What comforts me is seeing how others have navigated this uncertainty. Take some of our favorite TV shows – Friends and Sex and the City. Friends follows twenty-somethings trying to figure out their lives. Rachel starts off aiming to be a trophy wife for a dentist, but at the end of the series, she is offered a high-profile position at Louis Vuitton in Paris. Who would have predicted that? In Sex and the City, we meet Carrie, Miranda, Samantha, and Charlotte, who are in their thirties and still questioning their current life trajectories. I also found solace in the novel Everything I Know About Love by Dolly Alderton, who openly shares the chaos of her twenties, hopping from job to job and dealing with hard life decisions, and now she’s a best-selling author. Even icons like Vera Wang didn’t enter the fashion world until her 40s, and Van Gogh did not begin painting until his late 20s. These life stories remind me that there is no concrete deadline to discovering your life passion or finding success. Instead, it shows us that our lives can be filled with chaos and uncertainty, but that does not mean our future will be bleak. 

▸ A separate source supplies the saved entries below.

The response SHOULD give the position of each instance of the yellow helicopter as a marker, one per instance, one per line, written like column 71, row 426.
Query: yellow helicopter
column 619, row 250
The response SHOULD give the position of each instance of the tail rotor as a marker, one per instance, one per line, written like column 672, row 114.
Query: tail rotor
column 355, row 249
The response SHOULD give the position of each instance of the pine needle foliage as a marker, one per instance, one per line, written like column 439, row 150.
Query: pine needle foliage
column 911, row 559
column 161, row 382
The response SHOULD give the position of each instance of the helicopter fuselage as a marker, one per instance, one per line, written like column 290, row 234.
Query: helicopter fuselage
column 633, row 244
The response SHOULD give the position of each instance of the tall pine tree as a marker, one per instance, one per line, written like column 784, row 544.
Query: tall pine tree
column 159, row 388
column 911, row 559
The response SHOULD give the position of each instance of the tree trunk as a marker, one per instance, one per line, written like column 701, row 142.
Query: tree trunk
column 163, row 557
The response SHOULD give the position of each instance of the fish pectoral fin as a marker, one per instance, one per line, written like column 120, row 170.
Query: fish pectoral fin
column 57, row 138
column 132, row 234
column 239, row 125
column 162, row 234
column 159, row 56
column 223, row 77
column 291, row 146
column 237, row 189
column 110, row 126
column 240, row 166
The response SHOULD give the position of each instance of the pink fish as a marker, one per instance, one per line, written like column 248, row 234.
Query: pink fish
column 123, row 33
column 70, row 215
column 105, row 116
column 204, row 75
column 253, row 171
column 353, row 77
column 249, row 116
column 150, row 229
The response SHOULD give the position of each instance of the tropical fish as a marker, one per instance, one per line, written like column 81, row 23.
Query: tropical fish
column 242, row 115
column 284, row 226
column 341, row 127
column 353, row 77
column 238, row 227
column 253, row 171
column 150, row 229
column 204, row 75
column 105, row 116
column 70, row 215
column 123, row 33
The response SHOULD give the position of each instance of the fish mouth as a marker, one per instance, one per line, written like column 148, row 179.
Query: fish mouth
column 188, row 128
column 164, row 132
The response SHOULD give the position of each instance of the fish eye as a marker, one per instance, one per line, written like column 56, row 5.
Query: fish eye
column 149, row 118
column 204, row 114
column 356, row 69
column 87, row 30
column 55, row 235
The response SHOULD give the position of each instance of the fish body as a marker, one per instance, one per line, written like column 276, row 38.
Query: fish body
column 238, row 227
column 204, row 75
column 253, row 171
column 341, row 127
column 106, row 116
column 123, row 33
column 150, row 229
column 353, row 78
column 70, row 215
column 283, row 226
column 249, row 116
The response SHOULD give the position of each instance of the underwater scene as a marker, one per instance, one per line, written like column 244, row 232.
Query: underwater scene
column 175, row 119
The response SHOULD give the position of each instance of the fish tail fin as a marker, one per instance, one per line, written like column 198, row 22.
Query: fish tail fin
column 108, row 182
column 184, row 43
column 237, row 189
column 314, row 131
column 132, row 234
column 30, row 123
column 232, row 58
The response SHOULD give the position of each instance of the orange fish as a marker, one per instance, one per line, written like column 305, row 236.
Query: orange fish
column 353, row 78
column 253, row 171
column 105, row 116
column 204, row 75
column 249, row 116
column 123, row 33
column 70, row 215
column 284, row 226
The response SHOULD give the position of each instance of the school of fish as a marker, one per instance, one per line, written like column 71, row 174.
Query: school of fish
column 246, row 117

Whenever I am asked the infamous question of what I want to be when I grow up, I answer with a general idea. I want to work within the field of finance using my analytical skills, ideally in a global aspect, whether that be abroad or with the opportunity to travel. I also want to be able to use my creative writing skills. I have yet to find a job description that checks all of those boxes, but I am leaving the door open to new possibilities. While this answer may seem vague and noncommittal, it is one I have ruminated over time after time, and it is constantly evolving.

It is comforting to realize that many successful people did not find their true passion until later in life. Not knowing does not mean that you are lost or you are behind, but rather that you are on the path to discovery. I firmly believe in the phrase: “Everything happens for a reason”, so every decision you make matters. Try not to see this as something daunting or anxiety-inducing but rather an opportunity. It is a chance to explore, to test out the waters, and to dream with wonder and possibility again. It could mean that the best possible life might be one you haven’t imagined yet.

Cara Loganadhan

Manhattan '26

Hi I am Cara! I am a Junior at Manhattan University majoring in Finance and Global Business with an English minor. I love creative writing in my free time, in fact, growing up my dream was to become an author. I grew up in Toronto Canada, but was born in Houston, Texas. Living in a city for all my life, has only made love for all things New York so much stronger. In my free time, I love exploring new thrift stores, flea markets, restaurants, museums, and parks. I also have a strong passion to travel, I have participated in 2 different study abroad programs, one in Summer 2023 to Vienna, Salzburg and Prague, and then finally one this Winter 2024 to Singapore. I hope to continue to travel and explore the world through my college career and future endeavors.